No teatro, ensinaram-me a fixar o olhar num ponto atrás da plateia, para dar a ideia que olho para todos ao mesmo tempo. Concentrada, altiva e presente. No pilates disseram-me que, para me poder equilibrar, devia escolher um ponto para fixar o meu olhar. Estável, segura e harmoniosa. Na vida, disseram-me para ter objetivos definidos para usar como Norte para as minhas ações. Determinada, focada e alinhada.
Mas a vida ensinou-me que não posso olhar para tudo ao mesmo tempo, que não consigo viver numa acrobacia perene e que a nossa bússola funciona numa permanente avaria de campos magnéticos. Mutável, rebelde e inconstante.

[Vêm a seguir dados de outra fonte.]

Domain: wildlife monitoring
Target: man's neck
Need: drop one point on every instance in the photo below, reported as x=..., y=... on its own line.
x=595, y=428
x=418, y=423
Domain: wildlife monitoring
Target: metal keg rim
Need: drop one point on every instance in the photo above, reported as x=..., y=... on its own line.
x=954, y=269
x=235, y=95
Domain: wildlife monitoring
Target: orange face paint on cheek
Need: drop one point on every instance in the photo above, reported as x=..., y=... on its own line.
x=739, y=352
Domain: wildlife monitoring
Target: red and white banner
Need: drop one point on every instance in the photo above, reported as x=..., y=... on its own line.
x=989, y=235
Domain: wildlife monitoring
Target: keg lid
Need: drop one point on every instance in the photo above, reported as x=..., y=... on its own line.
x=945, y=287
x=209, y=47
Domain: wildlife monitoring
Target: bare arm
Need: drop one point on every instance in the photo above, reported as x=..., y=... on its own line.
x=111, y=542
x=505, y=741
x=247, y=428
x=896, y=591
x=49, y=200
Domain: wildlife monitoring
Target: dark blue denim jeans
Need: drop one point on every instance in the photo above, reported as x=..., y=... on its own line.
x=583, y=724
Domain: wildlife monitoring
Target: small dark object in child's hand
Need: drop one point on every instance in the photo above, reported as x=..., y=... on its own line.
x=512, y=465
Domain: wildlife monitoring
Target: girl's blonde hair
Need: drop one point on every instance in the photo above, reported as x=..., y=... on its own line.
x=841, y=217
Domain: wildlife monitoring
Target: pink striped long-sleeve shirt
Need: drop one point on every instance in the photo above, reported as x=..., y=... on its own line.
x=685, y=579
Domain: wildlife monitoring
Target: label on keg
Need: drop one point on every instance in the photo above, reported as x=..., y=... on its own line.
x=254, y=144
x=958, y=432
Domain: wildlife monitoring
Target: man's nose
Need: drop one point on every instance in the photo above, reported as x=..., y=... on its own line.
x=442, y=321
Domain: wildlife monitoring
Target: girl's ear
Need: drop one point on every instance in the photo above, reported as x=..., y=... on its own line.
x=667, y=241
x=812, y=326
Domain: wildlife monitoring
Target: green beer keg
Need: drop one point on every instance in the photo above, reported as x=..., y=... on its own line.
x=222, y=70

Como conchas arrastadas pelas ondas, a maré baixa expõe-nos a nós, aos que andamos à deriva, e junta-nos nos sítios mais inesperados deste mundo. Há quem se deixe flutuar de barriga para cima, com a canção do mar nos ouvidos e um sorriso salgado de olhos fechados. Depois há quem nunca os feche para respirar, ancorado aos pontos fixos imaginários.
O mar, esse grande responsável por encontros e separações, desempenha o seu papel sem cessar: junta corações que estavam longe em sintonia e afasta aqueles que estavam perto mas ausentes.
Há um entendimento silencioso entre almas que se encontram despidas pela força da maré; há uma familiaridade nos olhares e um reconhecimento das próprias feridas que saram com a dor do sal.
Linha do horizonte de esperanças e sonhos, o mar é o meu ponto seguro com as suas ondas e marés. Recta infinita traçada a giz num quadro da escola, apagada com a chuva do olhar e pintada de fresco a cada renovação.